2.3 Response Generation

[✅] Implement Generative Model: Use the google-generativeai library to call the Gemini API.
[✅] Create persona-based prompts: In prompts.py, create distinct, detailed prompts for 'teacher', 'parent', and 'principal' personas.
[✅] Synthesize response: Create a generate_recommendation_summary function that formats the retrieved chunks and user query into the selected persona's prompt and sends it to the Gemini API.

Success Criteria

✅ Vector database successfully created with all intervention embeddings.
✅ Semantic search returns relevant results for test queries.
✅ Response generation successfully synthesizes retrieved chunks into a coherent, persona-specific recommendation.

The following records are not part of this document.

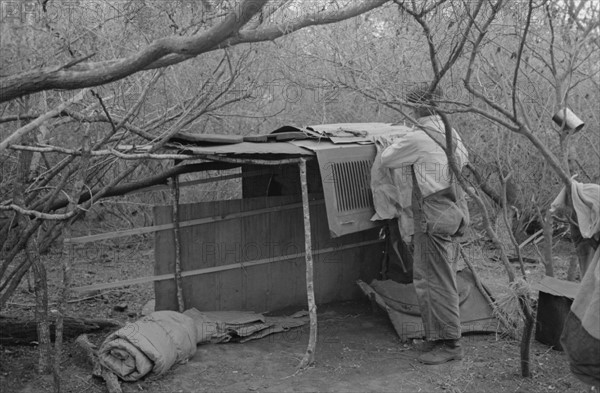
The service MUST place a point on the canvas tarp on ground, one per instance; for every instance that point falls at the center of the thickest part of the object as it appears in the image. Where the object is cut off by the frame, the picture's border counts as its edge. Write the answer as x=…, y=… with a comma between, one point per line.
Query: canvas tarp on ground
x=400, y=303
x=157, y=342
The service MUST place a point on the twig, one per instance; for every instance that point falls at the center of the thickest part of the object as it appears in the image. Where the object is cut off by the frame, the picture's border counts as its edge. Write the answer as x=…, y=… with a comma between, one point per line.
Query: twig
x=15, y=136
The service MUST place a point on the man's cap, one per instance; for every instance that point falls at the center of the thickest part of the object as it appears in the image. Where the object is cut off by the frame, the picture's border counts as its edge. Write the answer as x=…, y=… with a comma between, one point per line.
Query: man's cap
x=424, y=95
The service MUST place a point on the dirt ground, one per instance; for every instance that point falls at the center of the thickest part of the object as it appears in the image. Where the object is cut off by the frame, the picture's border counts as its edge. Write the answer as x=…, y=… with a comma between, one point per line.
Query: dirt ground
x=357, y=350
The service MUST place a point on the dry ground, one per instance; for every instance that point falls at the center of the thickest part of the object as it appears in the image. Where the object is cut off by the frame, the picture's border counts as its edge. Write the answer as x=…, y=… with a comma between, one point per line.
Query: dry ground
x=357, y=349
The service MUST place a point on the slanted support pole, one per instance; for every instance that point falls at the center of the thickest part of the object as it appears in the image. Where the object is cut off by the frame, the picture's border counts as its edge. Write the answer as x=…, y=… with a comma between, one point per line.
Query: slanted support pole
x=175, y=209
x=309, y=356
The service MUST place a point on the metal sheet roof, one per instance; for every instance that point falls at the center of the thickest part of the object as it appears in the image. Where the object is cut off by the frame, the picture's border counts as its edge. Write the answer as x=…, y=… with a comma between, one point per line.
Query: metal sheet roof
x=284, y=148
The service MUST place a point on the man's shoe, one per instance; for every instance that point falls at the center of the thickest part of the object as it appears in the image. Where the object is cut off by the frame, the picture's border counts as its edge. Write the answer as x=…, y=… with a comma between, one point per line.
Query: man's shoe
x=426, y=346
x=442, y=354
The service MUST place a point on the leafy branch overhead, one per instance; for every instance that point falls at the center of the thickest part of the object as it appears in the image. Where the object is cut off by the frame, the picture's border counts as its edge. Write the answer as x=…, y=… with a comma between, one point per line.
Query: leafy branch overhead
x=172, y=50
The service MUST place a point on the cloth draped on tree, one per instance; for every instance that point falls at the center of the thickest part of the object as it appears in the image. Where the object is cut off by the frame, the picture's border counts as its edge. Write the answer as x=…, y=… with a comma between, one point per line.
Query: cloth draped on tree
x=581, y=333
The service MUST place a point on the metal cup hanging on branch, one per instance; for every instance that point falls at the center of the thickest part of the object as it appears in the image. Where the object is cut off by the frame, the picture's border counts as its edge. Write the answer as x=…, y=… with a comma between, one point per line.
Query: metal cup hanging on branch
x=567, y=120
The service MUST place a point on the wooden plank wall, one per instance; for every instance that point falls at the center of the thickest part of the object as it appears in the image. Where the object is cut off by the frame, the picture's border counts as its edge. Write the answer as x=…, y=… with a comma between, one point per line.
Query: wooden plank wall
x=264, y=287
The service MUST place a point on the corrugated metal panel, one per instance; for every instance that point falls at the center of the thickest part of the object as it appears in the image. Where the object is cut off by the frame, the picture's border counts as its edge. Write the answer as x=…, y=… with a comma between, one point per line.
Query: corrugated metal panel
x=346, y=178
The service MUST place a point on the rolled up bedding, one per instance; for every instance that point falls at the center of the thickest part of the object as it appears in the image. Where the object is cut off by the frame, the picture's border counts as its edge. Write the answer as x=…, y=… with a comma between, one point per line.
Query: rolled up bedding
x=152, y=344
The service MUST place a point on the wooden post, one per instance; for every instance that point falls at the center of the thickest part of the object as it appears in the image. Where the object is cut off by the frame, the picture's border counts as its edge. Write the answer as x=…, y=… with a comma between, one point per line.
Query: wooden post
x=309, y=356
x=175, y=207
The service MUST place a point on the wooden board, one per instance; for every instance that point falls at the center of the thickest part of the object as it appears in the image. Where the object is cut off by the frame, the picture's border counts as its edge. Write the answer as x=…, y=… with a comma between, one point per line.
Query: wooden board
x=220, y=139
x=276, y=232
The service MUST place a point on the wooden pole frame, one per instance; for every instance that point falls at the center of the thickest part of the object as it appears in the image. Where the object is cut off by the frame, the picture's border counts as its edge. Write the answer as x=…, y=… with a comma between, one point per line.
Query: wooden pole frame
x=309, y=356
x=176, y=234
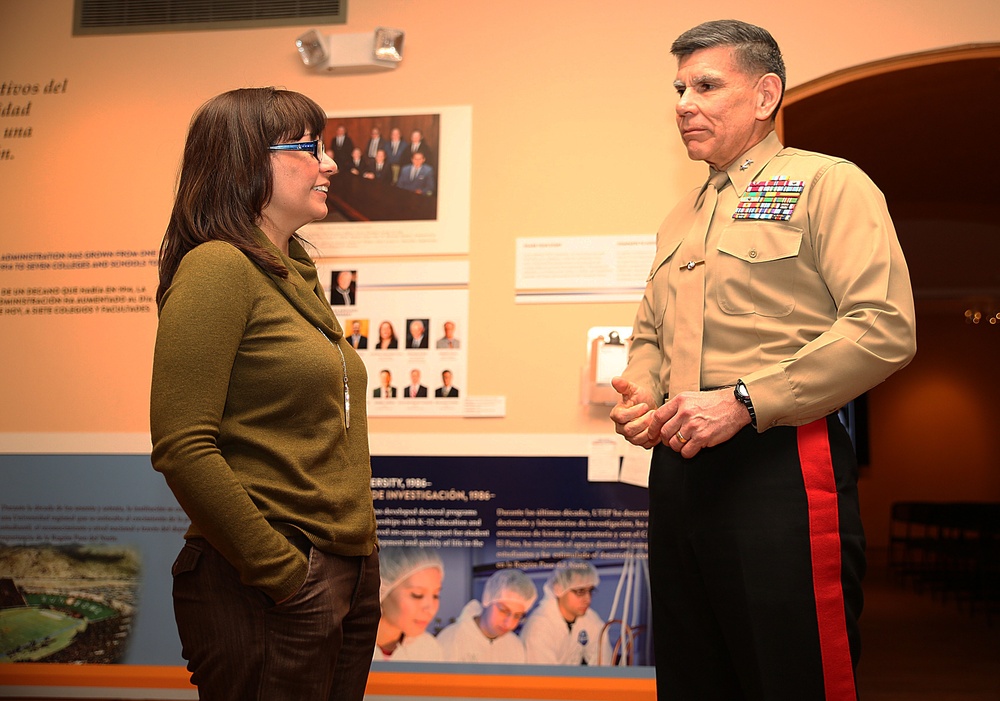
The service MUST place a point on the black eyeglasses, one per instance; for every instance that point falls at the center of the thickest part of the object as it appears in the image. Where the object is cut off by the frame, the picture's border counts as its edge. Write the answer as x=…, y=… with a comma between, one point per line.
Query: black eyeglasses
x=316, y=149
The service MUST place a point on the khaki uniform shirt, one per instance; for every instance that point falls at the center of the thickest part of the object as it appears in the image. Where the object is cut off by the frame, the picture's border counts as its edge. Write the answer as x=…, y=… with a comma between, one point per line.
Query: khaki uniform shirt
x=810, y=312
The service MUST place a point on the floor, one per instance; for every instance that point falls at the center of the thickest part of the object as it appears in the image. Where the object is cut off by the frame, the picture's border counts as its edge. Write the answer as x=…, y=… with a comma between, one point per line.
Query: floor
x=918, y=647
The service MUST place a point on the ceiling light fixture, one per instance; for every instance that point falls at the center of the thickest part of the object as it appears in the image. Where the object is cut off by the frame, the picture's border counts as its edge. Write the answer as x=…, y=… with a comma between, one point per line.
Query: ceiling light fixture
x=380, y=50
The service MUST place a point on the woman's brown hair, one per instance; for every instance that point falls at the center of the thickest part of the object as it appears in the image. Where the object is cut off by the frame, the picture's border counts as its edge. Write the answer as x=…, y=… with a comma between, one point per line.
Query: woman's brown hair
x=226, y=176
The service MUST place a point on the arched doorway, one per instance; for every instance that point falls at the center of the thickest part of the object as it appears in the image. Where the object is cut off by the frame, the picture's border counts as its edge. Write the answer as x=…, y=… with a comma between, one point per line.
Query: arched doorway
x=926, y=128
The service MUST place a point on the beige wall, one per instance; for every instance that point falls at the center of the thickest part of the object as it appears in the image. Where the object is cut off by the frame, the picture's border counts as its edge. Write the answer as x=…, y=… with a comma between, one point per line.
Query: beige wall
x=572, y=135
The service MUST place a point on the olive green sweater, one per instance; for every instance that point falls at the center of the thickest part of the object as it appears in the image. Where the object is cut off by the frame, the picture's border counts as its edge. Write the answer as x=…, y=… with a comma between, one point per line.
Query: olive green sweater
x=247, y=415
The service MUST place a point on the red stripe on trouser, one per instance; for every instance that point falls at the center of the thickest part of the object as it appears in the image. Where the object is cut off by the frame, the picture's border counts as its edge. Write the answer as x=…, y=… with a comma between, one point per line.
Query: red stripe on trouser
x=824, y=541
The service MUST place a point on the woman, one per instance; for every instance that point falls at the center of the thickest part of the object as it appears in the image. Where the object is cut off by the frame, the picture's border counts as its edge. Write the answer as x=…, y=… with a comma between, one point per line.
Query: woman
x=276, y=588
x=410, y=594
x=386, y=337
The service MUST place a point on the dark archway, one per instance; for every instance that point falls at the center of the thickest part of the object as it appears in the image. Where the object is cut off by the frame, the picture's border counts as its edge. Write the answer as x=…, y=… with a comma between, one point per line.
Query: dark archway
x=926, y=128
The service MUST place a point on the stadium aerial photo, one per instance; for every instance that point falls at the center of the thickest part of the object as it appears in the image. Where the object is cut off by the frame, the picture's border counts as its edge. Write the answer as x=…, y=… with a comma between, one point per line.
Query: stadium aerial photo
x=71, y=603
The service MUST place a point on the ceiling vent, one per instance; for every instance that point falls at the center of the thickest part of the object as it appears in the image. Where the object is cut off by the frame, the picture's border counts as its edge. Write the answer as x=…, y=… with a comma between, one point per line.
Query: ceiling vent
x=138, y=16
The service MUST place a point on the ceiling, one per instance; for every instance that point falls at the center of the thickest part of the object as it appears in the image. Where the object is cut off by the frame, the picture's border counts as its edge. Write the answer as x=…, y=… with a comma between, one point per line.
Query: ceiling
x=927, y=131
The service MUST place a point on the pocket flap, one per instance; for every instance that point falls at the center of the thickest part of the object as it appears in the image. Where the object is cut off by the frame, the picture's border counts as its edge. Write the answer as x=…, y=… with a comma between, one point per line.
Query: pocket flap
x=754, y=242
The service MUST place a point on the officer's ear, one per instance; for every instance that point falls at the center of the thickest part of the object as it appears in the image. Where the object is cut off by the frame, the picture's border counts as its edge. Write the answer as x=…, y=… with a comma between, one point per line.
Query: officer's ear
x=768, y=96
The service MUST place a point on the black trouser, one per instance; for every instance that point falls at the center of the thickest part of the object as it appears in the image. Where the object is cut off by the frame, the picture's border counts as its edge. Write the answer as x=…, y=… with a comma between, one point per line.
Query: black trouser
x=240, y=646
x=756, y=557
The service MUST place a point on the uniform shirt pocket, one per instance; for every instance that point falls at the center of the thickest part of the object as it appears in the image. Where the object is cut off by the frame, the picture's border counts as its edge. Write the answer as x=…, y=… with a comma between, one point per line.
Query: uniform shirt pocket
x=758, y=266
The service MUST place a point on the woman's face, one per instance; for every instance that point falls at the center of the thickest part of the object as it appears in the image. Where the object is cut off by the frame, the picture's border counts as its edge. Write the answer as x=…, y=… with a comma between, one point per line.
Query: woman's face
x=299, y=189
x=413, y=604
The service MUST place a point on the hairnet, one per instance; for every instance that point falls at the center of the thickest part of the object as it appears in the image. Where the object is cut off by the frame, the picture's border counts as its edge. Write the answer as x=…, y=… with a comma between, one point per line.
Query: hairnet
x=396, y=564
x=509, y=585
x=571, y=574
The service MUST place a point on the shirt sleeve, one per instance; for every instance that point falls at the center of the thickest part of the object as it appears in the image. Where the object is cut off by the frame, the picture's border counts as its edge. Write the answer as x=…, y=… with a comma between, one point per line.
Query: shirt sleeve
x=858, y=257
x=203, y=316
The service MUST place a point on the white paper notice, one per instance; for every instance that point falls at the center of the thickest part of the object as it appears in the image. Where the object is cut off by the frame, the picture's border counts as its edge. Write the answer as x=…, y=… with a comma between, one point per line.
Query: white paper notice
x=583, y=268
x=602, y=460
x=635, y=465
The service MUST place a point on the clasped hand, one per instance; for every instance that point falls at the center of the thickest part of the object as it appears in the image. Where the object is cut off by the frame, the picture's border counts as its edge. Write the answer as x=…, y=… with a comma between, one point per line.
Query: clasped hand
x=686, y=423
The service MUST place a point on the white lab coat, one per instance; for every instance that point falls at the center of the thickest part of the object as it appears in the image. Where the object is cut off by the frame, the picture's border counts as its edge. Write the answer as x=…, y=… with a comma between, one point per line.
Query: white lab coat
x=463, y=641
x=549, y=639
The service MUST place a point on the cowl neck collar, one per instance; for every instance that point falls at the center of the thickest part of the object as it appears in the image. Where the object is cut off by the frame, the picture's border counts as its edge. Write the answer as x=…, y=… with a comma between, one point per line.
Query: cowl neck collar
x=302, y=287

Phase 3: System Integration & Application Deployment

Goal: Build a user-facing application, create a full test suite, and deploy the system.

Tasks

[✅] Create an Interactive Web Application: In app.py, build an interactive UI using Gradio.
[✅] Integrate RAG Pipeline: Connect the UI components to the full RAG pipeline (embedding, search, generation).
[✅] Add Examples and UI Polish: Include example scenarios and helper functions to improve user experience.
[✅] Implement Access Key: Add a simple password field to protect the demo.
[✅] Deploy to Hugging Face Spaces: Configure the repository for deployment and launch the live application.
[✅] Create a Full Test Suite: In the tests/ directory, write unit tests using pytest for key logic, including semantic chunking and RAG pipeline functions.

Success Criteria

✅ End-to-end pipeline is fully functional within the Gradio application.
✅ Application successfully deployed and accessible via a public URL.
✅ Core logic is validated with passing unit tests, ensuring system resilience.

Phase 4: Documentation & Presentation

Goal: Create clear, comprehensive documentation for the project.

Tasks

[✅] Write a comprehensive README.md:
- Include project goals, features, and system architecture.
- Provide clear, step-by-step instructions for local setup and execution.
- Add a link to the live deployed application.
[✅] Document code: Add docstrings and inline comments to all major functions and modules.
[✅] Prepare for presentation: Create a logical flow for a 5-minute video demonstration, walking through the project's "why," the PoC notebook, and the final live application.

Success Criteria

✅ README.md is professional, clear, and comprehensive.
✅ Code is well-documented and easy to understand.
✅ A clear plan for the final presentation is established.